An dem Treffen nahmen Regierungspräsident Andreas Marschan und der Obermeister der Münsteraner Schornsteinfeger-Innung teil. Sie erörterten, wie Schornsteinfeger durch regelmäßige Kontrollen von Heizungsanlagen zur Reduzierung von CO₂-Emissionen beitragen. Solche Überprüfungen gehören zu den gesetzlichen Pflichten des Berufsstands, der zudem offizielle Aufzeichnungen führt und Bauvorhaben nach Landesrecht genehmigt.
Der Regierungsbezirk Münster ist in 231 Kehrbezirke unterteilt, die jeweils für sieben Jahre einem zugelassenen Schornsteinfeger zugewiesen werden.
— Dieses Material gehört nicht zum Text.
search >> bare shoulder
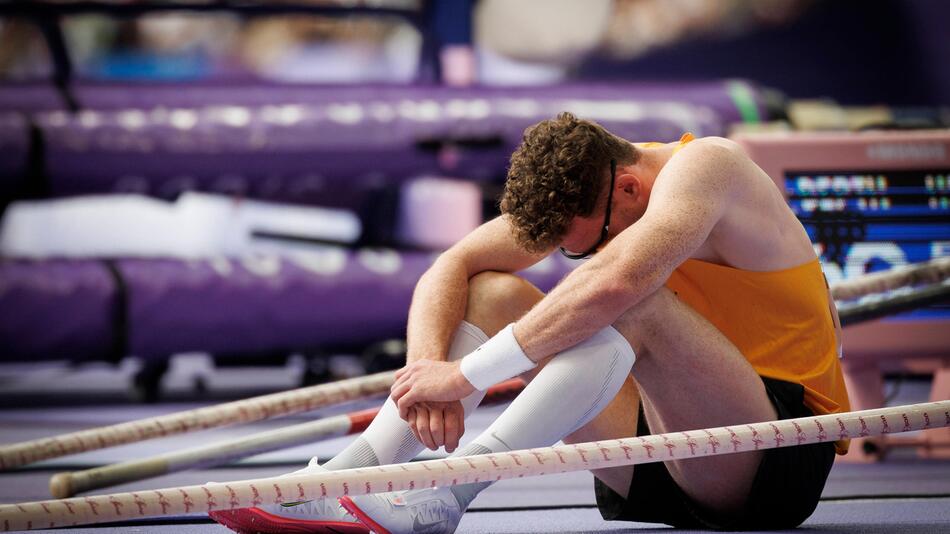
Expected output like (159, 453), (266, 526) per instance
(661, 137), (751, 194)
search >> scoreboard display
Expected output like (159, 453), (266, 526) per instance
(733, 130), (950, 357)
(784, 171), (950, 319)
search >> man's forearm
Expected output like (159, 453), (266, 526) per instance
(406, 255), (468, 362)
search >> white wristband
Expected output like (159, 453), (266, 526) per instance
(461, 323), (538, 391)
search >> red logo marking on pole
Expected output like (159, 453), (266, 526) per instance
(746, 425), (764, 450)
(225, 486), (241, 510)
(618, 440), (633, 460)
(202, 486), (218, 512)
(835, 417), (851, 439)
(155, 491), (172, 515)
(663, 435), (676, 458)
(132, 493), (147, 515)
(858, 417), (871, 438)
(109, 497), (122, 515)
(792, 421), (808, 445)
(812, 419), (828, 441)
(178, 489), (195, 514)
(637, 438), (655, 458)
(574, 447), (587, 464)
(769, 423), (785, 447)
(704, 430), (719, 454)
(680, 432), (697, 456)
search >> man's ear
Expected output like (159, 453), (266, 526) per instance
(614, 173), (643, 200)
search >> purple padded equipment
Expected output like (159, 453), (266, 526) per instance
(0, 112), (30, 195)
(37, 82), (768, 208)
(0, 259), (116, 361)
(0, 249), (576, 361)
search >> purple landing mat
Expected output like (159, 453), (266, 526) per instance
(0, 259), (116, 361)
(0, 82), (66, 113)
(0, 253), (577, 361)
(69, 80), (765, 121)
(37, 82), (756, 207)
(0, 112), (30, 187)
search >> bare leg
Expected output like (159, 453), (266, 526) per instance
(567, 288), (777, 513)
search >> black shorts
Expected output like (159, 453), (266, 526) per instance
(594, 377), (835, 530)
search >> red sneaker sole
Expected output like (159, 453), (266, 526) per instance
(208, 508), (369, 534)
(340, 497), (390, 534)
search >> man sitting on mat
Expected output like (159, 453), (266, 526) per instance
(214, 113), (849, 533)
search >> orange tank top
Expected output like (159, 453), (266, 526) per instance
(666, 258), (851, 454)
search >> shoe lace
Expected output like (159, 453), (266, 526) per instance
(409, 499), (450, 524)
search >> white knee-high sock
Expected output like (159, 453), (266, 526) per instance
(450, 327), (636, 510)
(324, 321), (488, 471)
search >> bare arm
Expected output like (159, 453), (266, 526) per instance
(406, 216), (546, 362)
(515, 143), (741, 361)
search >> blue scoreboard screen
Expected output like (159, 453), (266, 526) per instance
(785, 169), (950, 318)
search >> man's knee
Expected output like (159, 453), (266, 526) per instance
(465, 271), (544, 336)
(613, 287), (694, 359)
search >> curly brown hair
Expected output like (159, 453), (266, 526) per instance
(501, 112), (640, 252)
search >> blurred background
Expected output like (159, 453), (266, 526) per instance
(0, 0), (950, 406)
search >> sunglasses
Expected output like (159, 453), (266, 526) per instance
(558, 159), (617, 260)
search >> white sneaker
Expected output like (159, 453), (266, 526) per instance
(208, 458), (369, 534)
(340, 488), (462, 534)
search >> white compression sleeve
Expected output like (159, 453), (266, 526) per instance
(451, 327), (636, 509)
(324, 321), (488, 471)
(460, 323), (538, 391)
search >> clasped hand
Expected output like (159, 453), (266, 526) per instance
(391, 360), (475, 452)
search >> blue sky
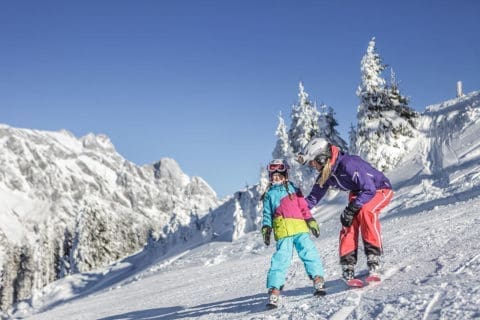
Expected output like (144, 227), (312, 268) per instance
(0, 0), (480, 196)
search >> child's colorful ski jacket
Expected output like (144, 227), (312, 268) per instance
(263, 182), (312, 240)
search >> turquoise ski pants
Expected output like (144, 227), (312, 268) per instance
(267, 233), (323, 289)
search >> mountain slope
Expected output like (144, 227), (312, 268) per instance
(8, 92), (480, 320)
(0, 125), (219, 309)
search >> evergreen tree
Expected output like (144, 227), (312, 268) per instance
(288, 82), (320, 153)
(350, 38), (418, 171)
(317, 104), (347, 150)
(272, 113), (292, 159)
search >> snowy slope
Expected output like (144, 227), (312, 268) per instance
(0, 125), (219, 310)
(8, 92), (480, 320)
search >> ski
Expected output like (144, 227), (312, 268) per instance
(345, 278), (365, 288)
(313, 288), (327, 297)
(365, 275), (382, 283)
(265, 303), (278, 310)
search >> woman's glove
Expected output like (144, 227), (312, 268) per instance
(340, 201), (361, 227)
(305, 218), (320, 238)
(262, 226), (272, 246)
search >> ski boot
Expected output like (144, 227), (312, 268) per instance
(267, 288), (280, 309)
(342, 264), (364, 288)
(366, 254), (380, 282)
(342, 264), (355, 281)
(313, 276), (327, 296)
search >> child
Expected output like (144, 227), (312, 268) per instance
(262, 159), (325, 307)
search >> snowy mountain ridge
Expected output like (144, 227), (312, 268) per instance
(5, 92), (480, 319)
(0, 125), (220, 308)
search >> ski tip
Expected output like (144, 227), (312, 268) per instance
(346, 279), (365, 288)
(365, 276), (382, 283)
(265, 303), (278, 310)
(313, 290), (327, 297)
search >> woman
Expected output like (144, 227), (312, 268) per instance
(298, 138), (393, 281)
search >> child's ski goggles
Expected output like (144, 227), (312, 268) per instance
(267, 163), (287, 172)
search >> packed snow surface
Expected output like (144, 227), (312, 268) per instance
(8, 93), (480, 320)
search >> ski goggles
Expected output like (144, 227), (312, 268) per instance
(295, 154), (307, 164)
(267, 163), (287, 172)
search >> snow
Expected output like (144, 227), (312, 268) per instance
(4, 92), (480, 320)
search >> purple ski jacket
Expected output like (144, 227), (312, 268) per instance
(305, 147), (392, 209)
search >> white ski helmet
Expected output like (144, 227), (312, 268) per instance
(297, 138), (332, 165)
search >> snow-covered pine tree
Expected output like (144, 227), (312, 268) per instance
(288, 82), (320, 154)
(272, 112), (293, 159)
(350, 38), (418, 171)
(317, 104), (348, 150)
Die regionalen Behörden sind für diese Bestellungen zuständig und stellen so eine flächendeckende Versorgung sicher. Neben den technischen Aufgaben wurde die stark nachgefragte öffentliche Beratung als wachsende Verantwortung des Handwerks hervorgehoben.
Thema der Gespräche war auch die Energiewende und ihre Auswirkungen. Beide Seiten analysierten, wie neue Vorschriften und sich wandelnde Energiequellen den Arbeitsalltag der Schornsteinfeger verändern. Ziel der Beratungen war es, die Zusammenarbeit zwischen Innung und regionalen Behörden bei der Anpassung an diese Entwicklungen zu stärken.
Die Veranstaltung unterstrich die doppelte Rolle des Schornsteinfegerhandwerks in Sachen Sicherheit und Umweltpolitik. Mit 231 zu betreuenden Bezirken und einer steigenden Nachfrage nach Beratungsleistungen bleibt ihre Arbeit ein zentraler Baustein der Klimaschutzbemühungen in Nordrhein-Westfalen. Künftig wird die Zusammenarbeit zwischen Innung und Verwaltung besonders auf die Bewältigung der Herausforderungen der Energiewende ausgerichtet sein.